Figures from the latest Bord Bia Beef Price Tracker has shown that Irish Beef Price has now fallen to 54c/kg behind the EU average beef price.
The Irish Farmers’ Association’s (IFA’s) Livestock chairperson, Brendan Golden, has said this is the furthest Irish price has ever been behind the EU average beef price and added that the matter “raises serious questions”.
As of October 29, the average Irish R3 steer price stood at €4.52/kg. On the same date, the average EU Young bull price was at €5.06/kg or 54c/kg ahead of Irish price while UK steer price was at €5.12/kg or 60c/kg ahead of Irish price.
Cattle price across Europe as of October 29:
- Ireland R3 steer price: €4.52/kg;
- France R3 young bull price: €5.21/kg;
- Poland R3 young bull price: €4.85;
- Italy R3 young bull price: €4.83.
Golden said: “The price cuts seen over the past few weeks are at odds with strengthening prices in our key markets as we face into the key Christmas trade.
“The Prime Export Benchmark Price increased throughout the month of October by 7c/kg, to €4.96/kg.

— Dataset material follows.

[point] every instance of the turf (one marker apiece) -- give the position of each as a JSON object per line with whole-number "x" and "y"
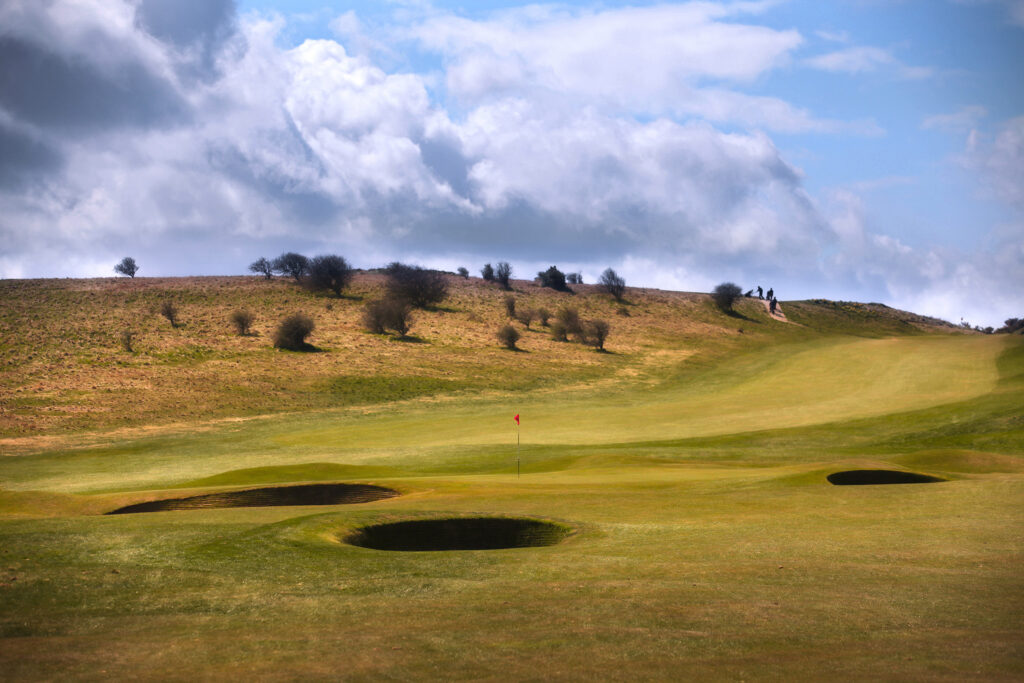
{"x": 689, "y": 466}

Over the same period, factories here have slashed beef prices by 15c/kg, bringing the Prime Irish Composite Price back to €4.47/kg, or a differential of 49c/kg. This equates to almost €200 for a 400kg carcass.”
Brendan Golden said the “opportunism of factories must stop” and beef prices “must reflect the reality of the market place”.
He said the current price differential is the largest recorded between our prices and the price paid for beef in our key markets.
Continuing, Brendan Golden said: “The beef price tracker was put in place to improve transparency around prices in our key markets. If the current gap has not raised concerns with the Minister for Agriculture, Food and the Marine, Charlie McConalogue, and Bord Bia, then the tracker is of no benefit to farmers.”
He said the Minister for Agriculture has a key role to play and he must intervene “as a matter of urgency”.
“The level of market dysfunction has reached a critical stage and Minister McConalogue must call out the failure of factories to return viable beef prices to farmers, and support the sector with direct payments to farmers finishing cattle over the winter months,” he said.
The IFA has sought what it describes as “an urgent meeting” with Meat Industry Ireland (MII) on the issue.